Nate’s throat is gripped by fearful anger. Can’t she tell, couldn’t any idiot see that he’s compelled, forced, he has no choice? The weight of her ideal son presses on his chest, a plaster mannequin threatening to enter and choke him. Angel of the oppressed. She’ll absolve anyone of anything, any crime, any responsibility, except herself, except him.

“I’m not,” he says. “I am goddamned well not
suited
for it. I’m doing it because I need the money.”

Her smile does not fade. “But it’s the right thing,” she says brightly. “At least you’re doing something with your life.”

“I was doing something with my life before,” Nate says.

“There’s no need to raise your voice, dear,” his mother says with wounded complacency. He hates it, this tone, which is supposed to make him feel, does make him feel as if he’s jumping up and down like an ape, swinging a club and thumping his chest. Years of her moral smugness, burying him like snow, like layers of wool. Intolerable smugness of all of them, Elizabeth, his mother, even Lesje. She complains but her complaints are smug, hedged bets. He knows that silent equation, he’s been well schooled:
I suffer, therefore I am right
. But he suffers too, can’t they see that? What does he have to do, blow his head off before they’ll take him seriously? He thinks of Chris, lying shattered on the bier of his mattress, mourned by two policemen.
Serious
. Not that he would.

“If you want to know,” Nate says, nevertheless lowering his voice, “I hate every minute of it.” Wondering if he actually does, he’s good at it, as good as you can be at something like that.

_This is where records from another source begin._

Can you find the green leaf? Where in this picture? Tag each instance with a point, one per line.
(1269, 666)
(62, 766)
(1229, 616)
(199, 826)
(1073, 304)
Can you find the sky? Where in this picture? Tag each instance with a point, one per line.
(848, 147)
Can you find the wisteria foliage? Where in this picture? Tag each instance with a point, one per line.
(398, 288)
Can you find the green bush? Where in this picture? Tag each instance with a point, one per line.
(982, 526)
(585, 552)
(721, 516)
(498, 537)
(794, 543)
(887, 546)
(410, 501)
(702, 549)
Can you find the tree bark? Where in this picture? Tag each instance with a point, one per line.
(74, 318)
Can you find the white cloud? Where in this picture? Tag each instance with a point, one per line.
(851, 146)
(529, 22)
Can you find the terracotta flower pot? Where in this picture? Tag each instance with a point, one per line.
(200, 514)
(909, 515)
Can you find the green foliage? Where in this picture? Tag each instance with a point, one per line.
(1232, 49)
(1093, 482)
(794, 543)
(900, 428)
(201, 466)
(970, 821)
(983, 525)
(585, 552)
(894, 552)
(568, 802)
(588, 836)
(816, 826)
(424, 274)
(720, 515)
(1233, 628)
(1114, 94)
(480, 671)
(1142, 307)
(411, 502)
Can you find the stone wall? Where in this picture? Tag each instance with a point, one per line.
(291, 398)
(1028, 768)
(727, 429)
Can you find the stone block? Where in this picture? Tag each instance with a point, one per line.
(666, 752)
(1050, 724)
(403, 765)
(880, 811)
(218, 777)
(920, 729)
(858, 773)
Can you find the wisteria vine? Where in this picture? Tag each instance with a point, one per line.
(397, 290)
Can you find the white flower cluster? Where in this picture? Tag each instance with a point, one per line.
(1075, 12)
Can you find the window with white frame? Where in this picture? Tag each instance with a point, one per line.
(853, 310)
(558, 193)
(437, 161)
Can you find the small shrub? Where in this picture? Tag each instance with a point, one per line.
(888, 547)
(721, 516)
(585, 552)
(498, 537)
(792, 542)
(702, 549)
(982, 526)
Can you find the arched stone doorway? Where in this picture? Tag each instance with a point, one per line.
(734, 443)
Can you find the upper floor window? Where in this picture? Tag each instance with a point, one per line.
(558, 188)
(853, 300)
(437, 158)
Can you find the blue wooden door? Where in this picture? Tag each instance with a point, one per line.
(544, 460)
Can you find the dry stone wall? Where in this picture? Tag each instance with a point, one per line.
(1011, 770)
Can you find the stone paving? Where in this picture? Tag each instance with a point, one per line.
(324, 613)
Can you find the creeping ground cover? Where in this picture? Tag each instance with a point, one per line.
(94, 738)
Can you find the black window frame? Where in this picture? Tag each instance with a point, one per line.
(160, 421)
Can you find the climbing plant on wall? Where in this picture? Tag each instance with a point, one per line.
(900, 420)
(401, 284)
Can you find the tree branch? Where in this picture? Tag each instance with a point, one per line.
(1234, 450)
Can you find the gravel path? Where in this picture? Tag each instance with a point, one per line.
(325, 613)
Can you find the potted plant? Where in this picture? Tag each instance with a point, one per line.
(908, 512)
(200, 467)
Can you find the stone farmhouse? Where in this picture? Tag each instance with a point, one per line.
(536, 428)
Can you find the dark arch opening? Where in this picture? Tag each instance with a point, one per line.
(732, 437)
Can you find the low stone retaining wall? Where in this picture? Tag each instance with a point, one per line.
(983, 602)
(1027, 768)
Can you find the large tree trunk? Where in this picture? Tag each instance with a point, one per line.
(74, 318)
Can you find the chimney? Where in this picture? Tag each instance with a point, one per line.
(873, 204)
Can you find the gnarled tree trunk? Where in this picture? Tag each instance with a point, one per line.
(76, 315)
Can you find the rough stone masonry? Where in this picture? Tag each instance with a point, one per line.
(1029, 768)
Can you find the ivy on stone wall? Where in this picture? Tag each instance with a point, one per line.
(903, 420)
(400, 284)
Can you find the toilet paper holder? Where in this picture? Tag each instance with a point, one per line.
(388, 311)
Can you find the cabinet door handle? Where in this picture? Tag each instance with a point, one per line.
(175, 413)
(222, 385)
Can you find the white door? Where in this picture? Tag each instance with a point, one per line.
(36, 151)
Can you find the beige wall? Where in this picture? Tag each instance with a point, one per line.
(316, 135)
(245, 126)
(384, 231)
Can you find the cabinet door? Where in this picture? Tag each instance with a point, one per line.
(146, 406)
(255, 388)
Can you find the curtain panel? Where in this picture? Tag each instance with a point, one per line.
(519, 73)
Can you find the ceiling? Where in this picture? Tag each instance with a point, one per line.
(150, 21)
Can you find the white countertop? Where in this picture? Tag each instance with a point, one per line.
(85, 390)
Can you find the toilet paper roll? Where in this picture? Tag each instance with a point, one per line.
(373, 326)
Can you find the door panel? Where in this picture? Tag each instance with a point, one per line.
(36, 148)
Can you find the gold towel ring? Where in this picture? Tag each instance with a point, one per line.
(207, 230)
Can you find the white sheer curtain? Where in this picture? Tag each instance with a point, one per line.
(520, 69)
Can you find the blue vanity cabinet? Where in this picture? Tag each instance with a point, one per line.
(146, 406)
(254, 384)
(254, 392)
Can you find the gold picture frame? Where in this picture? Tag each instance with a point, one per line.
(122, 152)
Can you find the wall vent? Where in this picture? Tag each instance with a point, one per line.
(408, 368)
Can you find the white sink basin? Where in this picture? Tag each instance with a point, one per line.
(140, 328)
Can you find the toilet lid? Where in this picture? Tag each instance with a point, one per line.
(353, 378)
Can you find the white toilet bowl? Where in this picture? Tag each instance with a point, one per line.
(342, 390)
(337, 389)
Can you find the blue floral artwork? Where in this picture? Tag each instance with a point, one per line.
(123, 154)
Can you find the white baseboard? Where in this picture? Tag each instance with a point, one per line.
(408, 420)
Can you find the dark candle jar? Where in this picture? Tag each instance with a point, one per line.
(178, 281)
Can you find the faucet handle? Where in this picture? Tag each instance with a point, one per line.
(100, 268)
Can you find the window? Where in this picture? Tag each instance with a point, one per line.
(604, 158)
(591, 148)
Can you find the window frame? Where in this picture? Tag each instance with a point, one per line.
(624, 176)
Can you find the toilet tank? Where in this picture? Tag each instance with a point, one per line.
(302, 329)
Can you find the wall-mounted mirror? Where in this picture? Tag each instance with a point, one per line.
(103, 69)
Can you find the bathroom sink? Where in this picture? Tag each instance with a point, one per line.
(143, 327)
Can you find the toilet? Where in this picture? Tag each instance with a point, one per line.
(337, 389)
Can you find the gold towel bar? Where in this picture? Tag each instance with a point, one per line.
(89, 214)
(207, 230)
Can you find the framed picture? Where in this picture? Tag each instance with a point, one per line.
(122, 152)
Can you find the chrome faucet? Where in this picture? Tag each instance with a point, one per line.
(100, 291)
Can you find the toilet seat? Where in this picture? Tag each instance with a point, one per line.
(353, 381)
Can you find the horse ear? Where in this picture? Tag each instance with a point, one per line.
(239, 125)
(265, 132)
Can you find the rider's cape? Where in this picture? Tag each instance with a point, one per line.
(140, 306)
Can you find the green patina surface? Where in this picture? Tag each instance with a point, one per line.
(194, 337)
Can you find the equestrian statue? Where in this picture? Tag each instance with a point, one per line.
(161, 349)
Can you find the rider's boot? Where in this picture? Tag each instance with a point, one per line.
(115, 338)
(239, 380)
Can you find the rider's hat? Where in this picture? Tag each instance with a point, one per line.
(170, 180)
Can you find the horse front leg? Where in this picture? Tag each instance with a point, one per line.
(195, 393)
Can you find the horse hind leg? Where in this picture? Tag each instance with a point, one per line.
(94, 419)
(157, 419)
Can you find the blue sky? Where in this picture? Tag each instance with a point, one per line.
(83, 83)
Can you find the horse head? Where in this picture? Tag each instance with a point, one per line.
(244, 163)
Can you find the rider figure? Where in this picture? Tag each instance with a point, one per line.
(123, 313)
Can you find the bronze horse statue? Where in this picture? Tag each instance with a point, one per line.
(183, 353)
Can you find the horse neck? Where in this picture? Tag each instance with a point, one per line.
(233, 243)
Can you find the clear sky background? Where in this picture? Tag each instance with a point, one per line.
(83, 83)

“But you’re helping people,” his mother says, baffled, as if he’s failed to grasp an elementary geometrical axiom. “Isn’t it legal aid? Aren’t they poor?”

“Mother,” he says with renewed patience, “anyone who thinks they can really help people, especially doing what I’m doing, is a horse’s ass.”

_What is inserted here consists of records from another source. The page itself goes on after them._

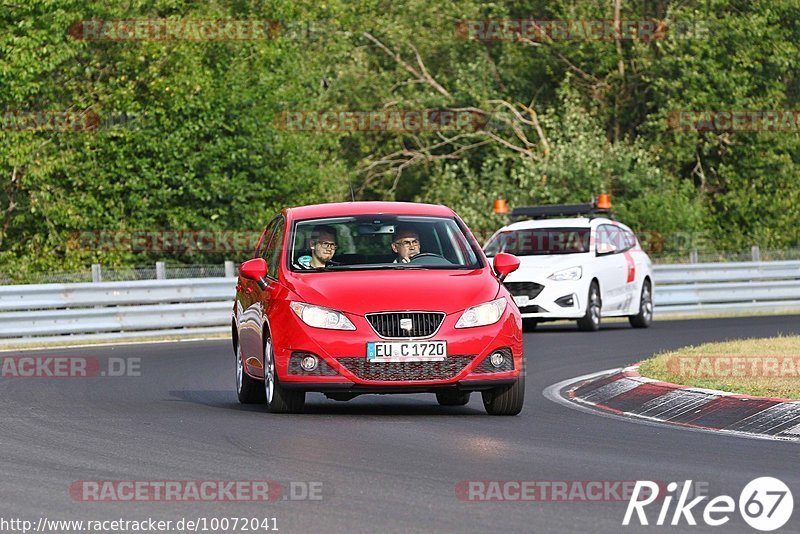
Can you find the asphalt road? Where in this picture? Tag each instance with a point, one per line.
(385, 463)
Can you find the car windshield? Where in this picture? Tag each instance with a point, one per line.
(380, 242)
(540, 241)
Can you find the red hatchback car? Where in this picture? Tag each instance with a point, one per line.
(375, 297)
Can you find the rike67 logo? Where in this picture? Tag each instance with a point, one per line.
(765, 504)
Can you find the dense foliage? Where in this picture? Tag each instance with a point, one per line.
(191, 134)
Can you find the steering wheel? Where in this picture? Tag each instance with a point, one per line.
(430, 258)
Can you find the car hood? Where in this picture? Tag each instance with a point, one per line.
(362, 292)
(547, 265)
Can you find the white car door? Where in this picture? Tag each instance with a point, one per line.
(611, 266)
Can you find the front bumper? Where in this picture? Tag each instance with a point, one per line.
(548, 299)
(343, 365)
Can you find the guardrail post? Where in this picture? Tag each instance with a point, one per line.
(97, 275)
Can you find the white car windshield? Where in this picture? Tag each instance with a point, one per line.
(540, 241)
(382, 242)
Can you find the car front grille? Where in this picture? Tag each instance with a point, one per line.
(524, 289)
(532, 309)
(399, 371)
(423, 324)
(486, 365)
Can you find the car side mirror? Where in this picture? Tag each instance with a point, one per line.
(255, 269)
(505, 264)
(604, 249)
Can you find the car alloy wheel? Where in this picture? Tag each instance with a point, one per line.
(278, 398)
(590, 322)
(269, 372)
(249, 390)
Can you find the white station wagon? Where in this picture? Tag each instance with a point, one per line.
(581, 268)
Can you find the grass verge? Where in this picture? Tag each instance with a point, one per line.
(765, 367)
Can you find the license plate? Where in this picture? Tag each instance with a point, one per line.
(406, 351)
(522, 300)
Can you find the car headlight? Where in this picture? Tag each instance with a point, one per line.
(320, 317)
(482, 314)
(573, 273)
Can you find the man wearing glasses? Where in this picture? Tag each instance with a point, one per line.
(323, 247)
(406, 245)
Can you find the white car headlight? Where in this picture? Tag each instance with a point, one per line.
(482, 314)
(320, 317)
(573, 273)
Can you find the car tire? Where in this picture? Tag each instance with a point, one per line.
(505, 400)
(278, 398)
(590, 322)
(453, 398)
(249, 390)
(644, 318)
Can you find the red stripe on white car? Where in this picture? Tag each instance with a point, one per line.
(631, 266)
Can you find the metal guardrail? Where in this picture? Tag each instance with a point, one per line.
(31, 314)
(727, 287)
(115, 310)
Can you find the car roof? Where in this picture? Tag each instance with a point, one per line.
(573, 222)
(344, 209)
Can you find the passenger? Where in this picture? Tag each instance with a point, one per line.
(406, 245)
(323, 247)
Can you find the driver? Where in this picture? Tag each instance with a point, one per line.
(323, 247)
(406, 244)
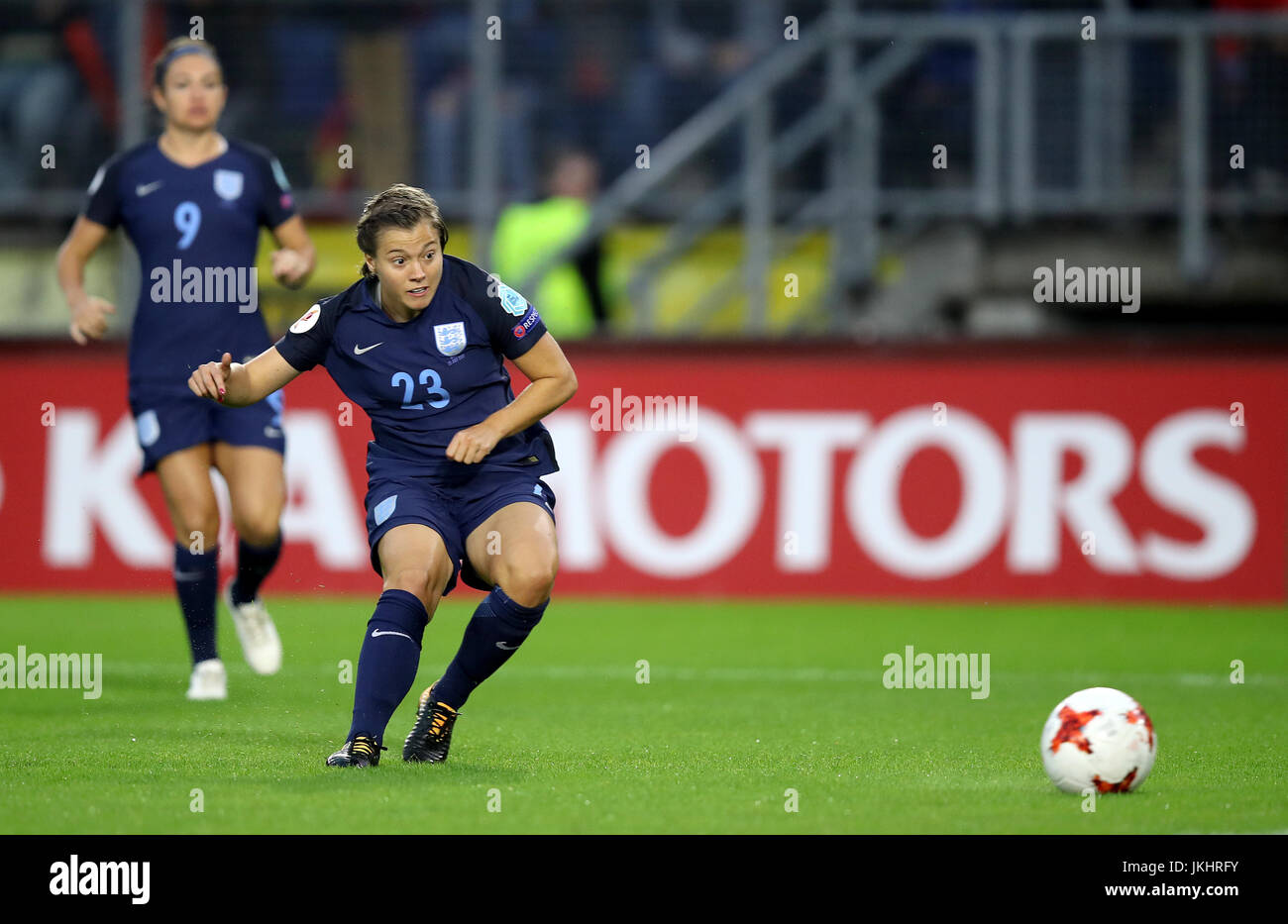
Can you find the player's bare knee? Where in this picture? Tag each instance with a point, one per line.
(196, 527)
(528, 584)
(259, 529)
(415, 580)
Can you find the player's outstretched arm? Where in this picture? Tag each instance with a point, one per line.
(296, 257)
(89, 312)
(241, 383)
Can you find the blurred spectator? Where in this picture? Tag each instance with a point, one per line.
(42, 98)
(1248, 107)
(570, 296)
(442, 47)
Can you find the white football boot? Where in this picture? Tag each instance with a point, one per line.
(209, 679)
(256, 631)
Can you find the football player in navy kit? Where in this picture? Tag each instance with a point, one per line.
(192, 203)
(454, 469)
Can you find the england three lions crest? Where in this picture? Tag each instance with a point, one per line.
(450, 339)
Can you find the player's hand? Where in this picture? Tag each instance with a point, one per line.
(475, 443)
(89, 319)
(288, 266)
(210, 379)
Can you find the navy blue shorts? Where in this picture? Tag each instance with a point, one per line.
(452, 511)
(174, 422)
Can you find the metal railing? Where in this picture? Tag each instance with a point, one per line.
(1005, 184)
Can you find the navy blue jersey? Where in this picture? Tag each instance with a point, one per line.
(196, 231)
(424, 379)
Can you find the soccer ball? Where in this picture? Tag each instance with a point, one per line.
(1099, 738)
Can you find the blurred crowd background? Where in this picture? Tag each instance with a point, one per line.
(787, 184)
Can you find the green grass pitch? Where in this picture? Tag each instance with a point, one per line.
(745, 701)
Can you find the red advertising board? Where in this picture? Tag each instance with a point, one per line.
(769, 471)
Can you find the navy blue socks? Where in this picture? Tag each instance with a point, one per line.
(196, 578)
(254, 563)
(496, 630)
(386, 667)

His mother sighs. “You’ve always been so afraid of being a horse’s ass,” she says. “Even as a child.”

Nate is startled. Has he? He tries to remember manifestations of this.

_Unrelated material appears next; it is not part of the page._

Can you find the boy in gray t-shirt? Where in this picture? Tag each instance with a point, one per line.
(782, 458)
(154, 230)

“I suppose you think I’m a horse’s ass, too,” his mother says. Implacably she smiles on. “I guess I am one. But I guess I think everyone is.”

Nate is unprepared for this degree of cynicism, coming from his mother. She’s supposed to believe in the infinite perfectibility of man; isn’t she? “Then why do you do it all?” he says.

“All what, dear?” she asks, a little absentmindedly, as if she’s had this conversation with him several times before.

“The Korean poets, the crippled vets, all that.” He sweeps his arm, taking in her red-starred map, her mushroom cloud.

“Well,” she says, sipping her tea, “I had to do something to keep myself alive. During the war, you know. Right after you were born.”

What does she mean? Surely this is metaphorical, she’s only talking about housewifely boredom or something like that. But she leaves him no doubt. “I thought of several ways,” she continues, “but then I thought, what if it doesn’t work? I could have ended up, you know, damaged. And then you start thinking about whoever might find you. It was right after your father, right after I got the cable, but that wasn’t the only thing. I guess I simply didn’t want to live on this kind of an earth.”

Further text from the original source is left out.